Todos nos volvimos hacia la puerta, contra la que se recortaba una silueta oscura. Al verla, mis compañeros se agitaron con un temblor unánime, como un arbusto acariciado por la brisa, pues todos comprendimos que solo podía tratarse del Enviado, que se había presentado en la habitación oculto tras un cuerpo de innegable filiación homínida, tal y como yo sospechaba que haría.

—Me temo que únicamente ustedes la consideran así —continuó sin moverse de donde estaba—, lo cual es lógico, debido a que solo se tienen a ustedes mismos como referentes. Pero el universo es un lugar habitado por numerosas razas, con toda suerte de bondades, la mayoría inconcebibles para ustedes, y les aseguro que, comparándola con ellas, la imaginación del hombre no es un bien tan preciado como para lamentar su pérdida. Deberían viajar más.

Guardamos silencio, sin saber qué responder a eso, o si el Enviado esperaba alguna respuesta de nuestra parte. Y aunque se mantenía todavía a resguardo de las sombras, observé que la apariencia que había escogido para caminar sobre la Tierra pertenecía a un hombre poco robusto; podría decirse que incluso terriblemente escuchimizado. Un alfeñique, para dejarnos de rodeos.

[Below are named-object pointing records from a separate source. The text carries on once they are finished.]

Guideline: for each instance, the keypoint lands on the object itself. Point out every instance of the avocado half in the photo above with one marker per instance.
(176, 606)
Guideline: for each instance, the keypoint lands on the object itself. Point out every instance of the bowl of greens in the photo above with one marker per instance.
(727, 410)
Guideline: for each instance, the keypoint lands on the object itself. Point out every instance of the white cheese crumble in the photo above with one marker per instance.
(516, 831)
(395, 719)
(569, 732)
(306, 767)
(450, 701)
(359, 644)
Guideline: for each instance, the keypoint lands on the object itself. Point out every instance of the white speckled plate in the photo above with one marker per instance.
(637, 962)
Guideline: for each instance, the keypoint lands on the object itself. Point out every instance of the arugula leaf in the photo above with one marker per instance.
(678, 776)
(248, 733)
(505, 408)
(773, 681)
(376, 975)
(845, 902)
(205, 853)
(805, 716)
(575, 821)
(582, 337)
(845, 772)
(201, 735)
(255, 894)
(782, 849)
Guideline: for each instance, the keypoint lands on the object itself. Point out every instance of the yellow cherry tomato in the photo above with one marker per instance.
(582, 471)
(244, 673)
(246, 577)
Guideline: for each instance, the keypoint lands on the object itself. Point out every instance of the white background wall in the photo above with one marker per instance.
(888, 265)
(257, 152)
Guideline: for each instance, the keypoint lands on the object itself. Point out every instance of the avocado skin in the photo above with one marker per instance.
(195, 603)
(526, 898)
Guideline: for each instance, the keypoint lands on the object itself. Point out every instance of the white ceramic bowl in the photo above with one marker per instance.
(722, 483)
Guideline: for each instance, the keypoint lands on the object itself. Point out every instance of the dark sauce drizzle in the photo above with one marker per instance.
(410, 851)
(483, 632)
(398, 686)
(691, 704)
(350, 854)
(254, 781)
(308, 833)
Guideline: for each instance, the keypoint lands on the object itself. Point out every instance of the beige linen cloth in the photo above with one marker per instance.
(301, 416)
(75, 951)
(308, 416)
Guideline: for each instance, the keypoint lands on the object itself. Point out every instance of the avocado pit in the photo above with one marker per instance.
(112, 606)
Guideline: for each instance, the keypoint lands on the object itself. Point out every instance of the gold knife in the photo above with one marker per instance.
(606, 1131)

No obstante, había algo que me inquietaba: su voz me resultaba en extremo familiar.

—Aunque debo reconocer que usted tiene una imaginación muy superior a la media de los hombres, señor Wells —dijo el Enviado, dirigiéndose ahora al escritor. Se adelantó entonces un paso, exponiéndose al fin a la luz de la lámpara, y todos pudimos ver su rostro—. O debería decir «tenemos».

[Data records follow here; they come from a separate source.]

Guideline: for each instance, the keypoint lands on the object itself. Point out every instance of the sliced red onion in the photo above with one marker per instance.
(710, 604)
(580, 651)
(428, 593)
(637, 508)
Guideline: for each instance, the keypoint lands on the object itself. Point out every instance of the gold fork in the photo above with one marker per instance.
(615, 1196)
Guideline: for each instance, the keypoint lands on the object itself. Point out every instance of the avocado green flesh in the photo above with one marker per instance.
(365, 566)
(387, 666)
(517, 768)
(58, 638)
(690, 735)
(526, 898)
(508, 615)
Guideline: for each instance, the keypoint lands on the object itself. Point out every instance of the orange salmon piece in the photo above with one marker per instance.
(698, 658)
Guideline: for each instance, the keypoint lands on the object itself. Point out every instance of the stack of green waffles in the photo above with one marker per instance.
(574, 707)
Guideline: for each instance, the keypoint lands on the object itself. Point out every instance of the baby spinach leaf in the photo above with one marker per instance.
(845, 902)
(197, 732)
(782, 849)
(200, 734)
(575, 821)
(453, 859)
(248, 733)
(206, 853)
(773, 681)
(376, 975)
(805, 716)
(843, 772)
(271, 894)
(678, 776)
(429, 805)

Llenos de estupefacción, contemplamos la apariencia del Enviado, que no era otra que la del señor Wells. De pronto, al verlo de pie ante nosotros, con las manos en los bolsillos y sonriéndonos con la misma sonrisa jovialmente escéptica que solía esgrimir el escritor, nos sentimos confusos. Aunque nuestra confusión no era comparable a la del auténtico Wells, por supuesto. El escritor observaba a su réplica en silencio, inmóvil como una estatua, con el rostro desencajado y pálido. Su vértigo estaba del todo justificado, como el lector comprenderá, pues estaba viéndose a sí mismo sin la mediación de ningún espejo y desde ángulos que estos no le permitirían verse. Estaba viéndose ocupar un espacio, realizar unos gestos, incluso hablar. Estaba viéndose, por primera vez en su vida, desde fuera, exactamente como lo veían los demás. Estaba viéndose, en definitiva, como nadie tiene nunca el privilegio de verse.